Habilidades

“Meus 11 anos assinalaram um período muito importante da minha vida: entrei no ginásio de Basileia e fui então arrancado do convívio de meus companheiros camponeses de brinquedo. Ingressei no “grande mundo”, naquele mundo de pessoas bem mais poderosas do que meu pai: moravam em casas amplas e imponentes, tinham caleches tiradas a cavalos magníficos e falavam alemão e francês com distinção. Seus filhos, bem-vestidos, refinados, traziam bastante dinheiro no bolso e eram meus colegas de classe. Cheio de admiração e com uma inveja secreta e terrível, fiquei sabendo que eles passavam as férias nos Alpes, nas montanhas nevadas e resplandecentes de Zurique e que já tinham até mesmo estado à beira-mar, o que era o máximo! Considerava-os seres de outro mundo, nascidos daquela maravilha inacessível que são as montanhas rutilantes de neve, daquelas distâncias infinitas do mar, e que a minha imaginação não podia abarcar. Só nessa época compreendi que éramos pobres; meu pai, nada mais do que um pobre pastor luterano de aldeia, e eu — assistindo com os sapatos furados e as meias molhadas seis horas de aula a fio —, o filho ainda mais pobre desse pastor! Comecei a olhar meus pais com olhos diferentes, compreendendo-lhes as preocupações e aflições. Tinha pena principalmente de meu pai

Mas o quadro modificava-se consideravelmente à vista da casa estranha. Minha impressão era de que a grandeza e o poder das pessoas que estavam lá me esmagavam. Sentia medo e em minha pequenez gostaria de desaparecer sob a terra. O carrilhão que ressoava no interior da casa parecia um mau presságio. Desamparado e cheio de temor, sentia-me como um cão perdido. E quando minha mãe me havia preparado “convenientemente” antes da visita, era pior ainda. “Minhas mãos e meus sapatos estão sujos. Esqueci de trazer o lenço. Meu pescoço está encardido…” Tudo isso ecoava em meus ouvidos. Então, por teima, não transmitia as recomendações enviadas ou, sem qualquer motivo, ficava tímido ou amuado. Quando a situação se tornava quase insuportável, pensava no meu tesouro secreto do sótão, e isso me ajudava a reencontrar a dignidade humana.
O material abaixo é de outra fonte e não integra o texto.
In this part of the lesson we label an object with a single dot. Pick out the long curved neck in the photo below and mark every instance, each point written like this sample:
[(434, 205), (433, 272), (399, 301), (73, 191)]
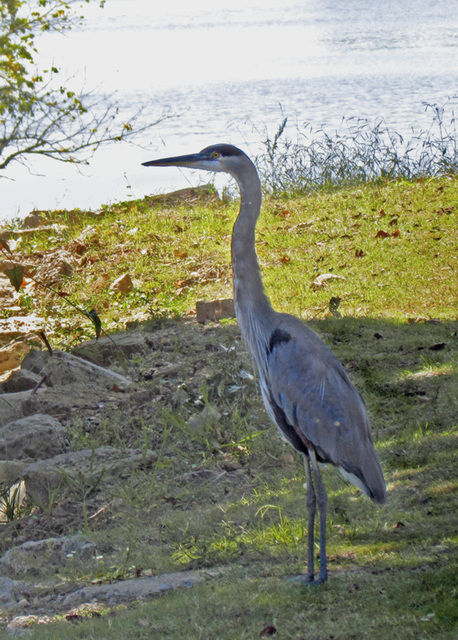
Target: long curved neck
[(252, 307)]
O colégio me aborrecia. Tomava muito do tempo que eu teria preferido consagrar aos desenhos de batalhas ou a brincar com fogo.

A álgebra parecia tão óbvia para o professor, enquanto para mim os próprios números nada significavam: não eram flores, nem animais, nem fósseis, nada que se pudesse representar, mas apenas quantidades que se produziam, contando. A minha grande confusão era saber que as quantidades podiam ser substituídas por letras — que são sons — de forma que se podia ouvi-las.

Entretanto, o que mais me irritava era o princípio: “Se a = b e se b = c, então a = c.” Tendo sido dado, por definição, que a é diferente de b, por conseguinte não pode ser igual a b, e ainda menos a c. Quando se trata de uma igualdade, diz-se que a = a, b = b etc. Mas dizer que a = b me parecia uma fraude evidente, uma mentira.

O curioso é que eu tinha uma certa habilidade espontânea para o desenho, quando este dependia essencialmente do meu sentimento, circunstância que desconhecia nessa época. Sabia desenhar apenas o que ocupava a minha imaginação.”

 

JUNG, Carl Gustav. Memórias, sonhos, reflexões. Ed. Nova Fronteira, 2019, Local Kindle 748-836.